I never spoke about the accident with her. I told Andy, but even then I told him under what felt like duress, because the police were wanting a statement. I'd been waiting for a long time for this, and now she was here, now she was asking, I couldn't say no.
"I am going to tell you, Tess. But I can't do it here. I want it to be just me and you. Not me, you and the rest of New York."
She frowns but nods. "Do you want to go back to the apartment?" She asks.
I nod. It has suddenly got too loud here, too many thoughts and noises were bouncing around my head, and I needed to settle them before I brought myself back there.
"Arch, you don't have to-"
"No, I do." I cut her off. "I do. For me and for you. I need to."
I say it with determination, and she nods before she stands, holding out her hand for me to take.

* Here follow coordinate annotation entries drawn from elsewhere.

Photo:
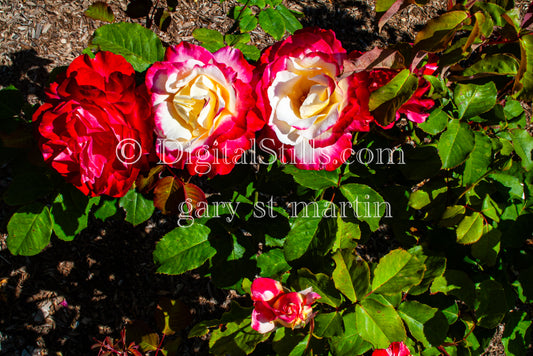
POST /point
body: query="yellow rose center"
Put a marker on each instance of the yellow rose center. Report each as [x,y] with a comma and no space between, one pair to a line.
[200,105]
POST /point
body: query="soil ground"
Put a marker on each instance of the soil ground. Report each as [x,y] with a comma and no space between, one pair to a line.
[57,302]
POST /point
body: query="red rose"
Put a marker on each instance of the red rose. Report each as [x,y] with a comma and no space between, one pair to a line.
[417,106]
[272,305]
[95,128]
[397,348]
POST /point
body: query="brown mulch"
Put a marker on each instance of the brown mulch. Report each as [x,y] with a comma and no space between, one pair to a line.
[55,303]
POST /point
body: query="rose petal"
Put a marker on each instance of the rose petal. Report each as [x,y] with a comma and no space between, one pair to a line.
[265,289]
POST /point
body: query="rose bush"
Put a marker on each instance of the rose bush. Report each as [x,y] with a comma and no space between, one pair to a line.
[395,349]
[309,109]
[416,109]
[202,104]
[272,305]
[92,108]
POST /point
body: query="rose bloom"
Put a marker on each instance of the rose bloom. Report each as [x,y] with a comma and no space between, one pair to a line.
[417,106]
[202,104]
[88,112]
[272,305]
[309,109]
[394,349]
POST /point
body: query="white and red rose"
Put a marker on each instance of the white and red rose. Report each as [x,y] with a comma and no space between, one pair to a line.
[397,348]
[272,305]
[202,108]
[309,109]
[89,111]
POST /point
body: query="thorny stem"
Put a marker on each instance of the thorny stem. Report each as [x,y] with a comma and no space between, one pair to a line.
[160,343]
[236,24]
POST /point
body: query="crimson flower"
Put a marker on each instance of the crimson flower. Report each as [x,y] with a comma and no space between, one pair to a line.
[272,305]
[394,349]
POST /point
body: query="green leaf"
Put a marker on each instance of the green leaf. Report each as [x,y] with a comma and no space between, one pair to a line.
[456,283]
[487,248]
[106,209]
[251,53]
[523,146]
[137,44]
[451,313]
[470,229]
[479,159]
[517,332]
[328,324]
[492,304]
[361,199]
[386,100]
[100,11]
[272,263]
[29,230]
[232,40]
[321,283]
[421,162]
[248,21]
[207,35]
[491,209]
[493,10]
[183,249]
[495,64]
[378,322]
[350,343]
[315,180]
[27,187]
[70,211]
[428,325]
[348,232]
[515,185]
[272,22]
[438,32]
[138,208]
[291,22]
[419,199]
[305,229]
[455,144]
[435,267]
[452,215]
[435,123]
[396,272]
[351,275]
[472,99]
[202,328]
[237,339]
[523,86]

I take a deep breath before taking it, taking the lifeline she's offering, and she pulls me up, placing my arm around her shoulder as we walk back to the apartment.
***
ONCE TESSA AND I are back home, have put comfy clothes on and made tea, I finally feel like I'm ready to tell her the whole story, from start to finish.
I know it'll leave her as raw and broken as it's left me all these years, but I know she'll never be whole until she knows the whole truth. It's going to hurt, for us both, her experiencing it for the first time and me going through it again, but we need to do it clear the air completely. We both need it for what feels like closure...
Closure. That one word, and I know it's all we've both been waiting for.
It's the one thing I've wanted, but it's the one thing I've always been so far away from getting. When things were finally finished with WEH, I thought that would bring closure, but it didn't. It might have brought some for Millie, but it didn't for me. Nowhere near.
"I'm going to tell you everything okay," I tell her, taking her hands. "Every detail. Every single painful detail..."
She nods. "Yeah, I know. I'm ready." She squeezes my hands before she kisses my fingers. "I'm ready."
I'm ready too. For once, I am, and knowing she's right here with me, makes all the difference.